NORD Webinar: Health Equity and Rare Disorders

On December 9, 2021, the National Organization for Rare Disorders (NORD) hosted a webinar program titled “Health Equity and Rare Disorders.” This webinar was the first of a three-part series that has been developed in partnership with the Rare Disease Diversity Coalition (RDDC). Several speakers shared their perspectives on the issues of health equity as part of the program. These speakers included:

  • Michael Poku, MD, MBA, Senior Medical Director, Oak Street Health
  • Barbara Harrison, MS, Certified Genetic Counselor, Howard University
  • Debbie Drell, Director of Membership, NORD

Dr. Georges Benjamin, Executive Director of the American Public Health Association, served as moderator and introduced the speakers. He also laid out several factors that contribute to health inequities:

  1. Social determinants of health (differences in patients’ surroundings that can impact how likely and capable they are of seeking care, as well as their health directly)
  2. Individual behaviors related to seeking health care.
  3. Differences in the ability to access care.
  4. Differences in the quality of care that is available to the patient.

Debbie Drell laid out the challenges of health inequity in stark terms.

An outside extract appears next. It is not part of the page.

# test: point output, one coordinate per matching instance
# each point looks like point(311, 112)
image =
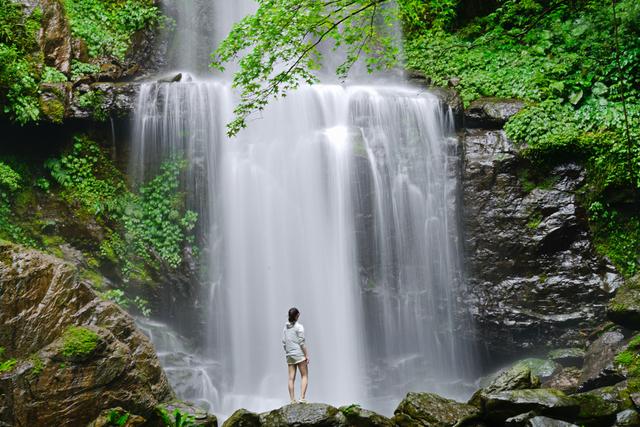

An analysis of clinical trial participants from 2015-2019 found that 76 percent of patients in trials were of European, or white, ancestry. This is not representative of the racial composition of the US, meaning that whites were drastically overrepresented in trials. As a result, other races were underrepresented. This can have dire consequences up to and including the unnecessary deaths of people of color in the medical setting. Devices or medicines simply may not work the same way for all groups, and there’s no way to know without inclusive trials.

Debbie also discussed the concept of health literacy: the ability to make informed decisions about personal health. Unfortunately, there are differences in health literacy among racial groups as well. People of color are less likely to trust the health system; this is the result of the history of systemic discrimination and medical racism in the US. Mistrust isn’t unfounded and is a real barrier to seeing positive change.

Michael touched more upon the disparities in access to health care. This is an issue that is even further exacerbated in the rare disease space, particularly in clinical trials. Unfortunately, as finding patients for trials at all is often supremely difficult for rare diseases, attempting to incorporate racial diversity is often ignored.

COVID has also demonstrated approaches for using technology to deliver care and trials in a virtual format. All of this needs to be made easier for marginalized groups. A lot of research is also focused on large academic centers, which aren’t often near low-income communities.

Barbara says that since over 80 percent of rare diseases have a genetic component, access to genetic services, such as counseling, is a critical part of rare disease care.

This can make the diagnostic process much more rapid and effective, and therefore speed up the beginning of appropriate treatment. Unfortunately, many patients are not aware of these resources. There aren’t that many genetic professionals out there. Diversity is limited as well in terms of professionals, and the impact reverberates in genetic research also. Only a small percentage of the population (in which North European ancestry is overrepresented) is being accounted for in research. 

Disease treatment, testing, and diagnosis are all made much less effective because of the bias that is present. Communities of color and other marginalized groups experience significant distress towards the medical system due to past abuses and mistreatment.

Barbara shared some disturbing statistics in which she compared the resources allocated towards two rare diseases: sickle cell anemia, which mostly affects Black people in the US; and cystic fibrosis, a disorder that mostly affects white people in the US. Over a ten-year period, the National Institutes of Health (NIH) allocated four times more money towards CF even though the patient population is far smaller. This disparity is present among nonprofit groups as well. As a result, far more therapies were found and developed for CF.

In sickle cell, there has been a lot of attention on gene therapy, but in the community, many still need basic care that can treat their symptoms now, not in the future.

Diversity and equity can only succeed with intentionality and considerations about who is involved at every step of the process.